É a transformação do chefe político em síntese imaginária, ou seja, um objeto que pode ser imitado, disputado, multiplicado. Nesse caso por minimamente 5 cabeças.
Por que isso é alegria para a direita?
Porque o bolsonarismo deixa de ser um problema de um homem e passa a ser um ecossistema.
O pai preso cria a necessidade de substitutos — e substitutos são sempre mais moldáveis, mais jovens, mais marketáveis.
Em marketing político, isso é ouro.
Em psicanálise, isso é estrutura: quando o Pai simbólico cai, o desejo coletivo não se dissolve — ele se desloca rumo aos irmãos. Funciona historicamente desde “Adão e Eva”.
A direita interpreta a prisão não como fim, mas como ritual de passagem.
Agora tem mártir, tem mito e tem sucessores.
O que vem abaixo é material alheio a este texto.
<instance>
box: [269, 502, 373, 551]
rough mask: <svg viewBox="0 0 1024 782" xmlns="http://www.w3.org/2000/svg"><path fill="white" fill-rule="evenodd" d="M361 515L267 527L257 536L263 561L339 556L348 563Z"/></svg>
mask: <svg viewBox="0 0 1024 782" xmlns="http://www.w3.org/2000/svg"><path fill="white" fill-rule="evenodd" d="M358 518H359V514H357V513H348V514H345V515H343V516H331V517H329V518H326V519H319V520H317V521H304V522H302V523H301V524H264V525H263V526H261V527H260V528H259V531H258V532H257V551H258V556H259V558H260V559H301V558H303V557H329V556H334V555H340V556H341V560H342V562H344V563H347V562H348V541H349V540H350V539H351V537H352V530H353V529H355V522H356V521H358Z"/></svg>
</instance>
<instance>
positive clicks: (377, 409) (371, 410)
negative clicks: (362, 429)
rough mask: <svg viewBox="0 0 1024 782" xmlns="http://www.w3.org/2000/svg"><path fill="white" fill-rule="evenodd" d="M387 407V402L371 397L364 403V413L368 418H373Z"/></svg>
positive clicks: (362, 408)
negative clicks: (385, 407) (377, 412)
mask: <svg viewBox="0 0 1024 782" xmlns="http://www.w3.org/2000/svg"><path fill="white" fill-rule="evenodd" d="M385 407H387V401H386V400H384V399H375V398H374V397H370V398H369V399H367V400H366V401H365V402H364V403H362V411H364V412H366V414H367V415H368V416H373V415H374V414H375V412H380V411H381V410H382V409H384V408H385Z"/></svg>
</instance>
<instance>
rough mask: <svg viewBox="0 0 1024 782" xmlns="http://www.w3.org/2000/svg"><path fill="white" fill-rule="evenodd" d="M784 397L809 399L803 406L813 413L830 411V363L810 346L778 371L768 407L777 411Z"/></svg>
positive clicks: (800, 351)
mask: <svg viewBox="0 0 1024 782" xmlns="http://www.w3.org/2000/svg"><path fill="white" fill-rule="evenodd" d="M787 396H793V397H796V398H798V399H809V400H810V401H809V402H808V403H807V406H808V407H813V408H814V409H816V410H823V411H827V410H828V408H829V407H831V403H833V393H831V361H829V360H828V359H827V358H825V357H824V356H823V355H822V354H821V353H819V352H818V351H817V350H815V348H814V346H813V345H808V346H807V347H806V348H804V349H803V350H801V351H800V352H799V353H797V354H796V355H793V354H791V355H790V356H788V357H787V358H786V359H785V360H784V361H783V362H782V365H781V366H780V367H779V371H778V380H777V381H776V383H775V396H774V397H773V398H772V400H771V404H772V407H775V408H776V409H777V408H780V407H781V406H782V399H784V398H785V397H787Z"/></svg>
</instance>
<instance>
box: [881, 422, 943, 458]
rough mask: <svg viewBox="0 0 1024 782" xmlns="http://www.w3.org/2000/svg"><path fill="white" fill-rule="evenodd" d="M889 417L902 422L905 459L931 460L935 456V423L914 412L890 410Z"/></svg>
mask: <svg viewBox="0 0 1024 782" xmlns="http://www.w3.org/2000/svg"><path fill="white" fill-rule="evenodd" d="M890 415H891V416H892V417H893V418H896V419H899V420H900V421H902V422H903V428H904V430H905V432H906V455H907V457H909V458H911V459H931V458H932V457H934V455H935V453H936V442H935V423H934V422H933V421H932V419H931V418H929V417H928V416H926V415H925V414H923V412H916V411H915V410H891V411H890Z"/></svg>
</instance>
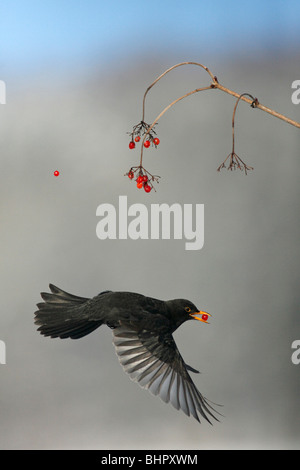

A narrativa de perseguição, tão eficaz para mobilização, ganha um novo capítulo — e uma nova geração.
A esquerda venceu a batalha — mas a direita ganhou um enredo
O paradoxo final é que o ara a esquerda a prisão é vitória jurídica, moral e histórica. Para a direita é uma oportunidade rara de reorganização e reposicionamento.
A esquerda conquista justiça. A direita conquista narrativa. E em política — como em marketing e como no inconsciente — narrativa é destino e guia quem a conta com melhores argumentos. Assim, o mito cai para que a marca sobreviva.
O Brasil vive um momento singular, o primeiro ex-presidente condenado por tentativa de golpe cumpre pena enquanto sua família ascende como marca política.
Bolsonaro preso, mas o bolsonarismo, paradoxalmente, vive uma fase de reestruturação criativa — tanto psicanalítica quanto mercadológica.
E, como toda marca que perde seu fundador, agora precisa provar se sobrevive por identidade ou se desmorona por falta de origem. Enquanto isso a esquerda celebra a justiça. A direita celebra um recomeço.
Ambas, por motivos muito diferentes, veem na prisão não o fim, mas o início de um processo. E nós, seguimos buscando por dias que a democracia possa ser consolidada e justiça social não seja apenas sonho.
* Este é um artigo de opinião, de responsabilidade do autor, e não reflete a opinião do Brasil 247.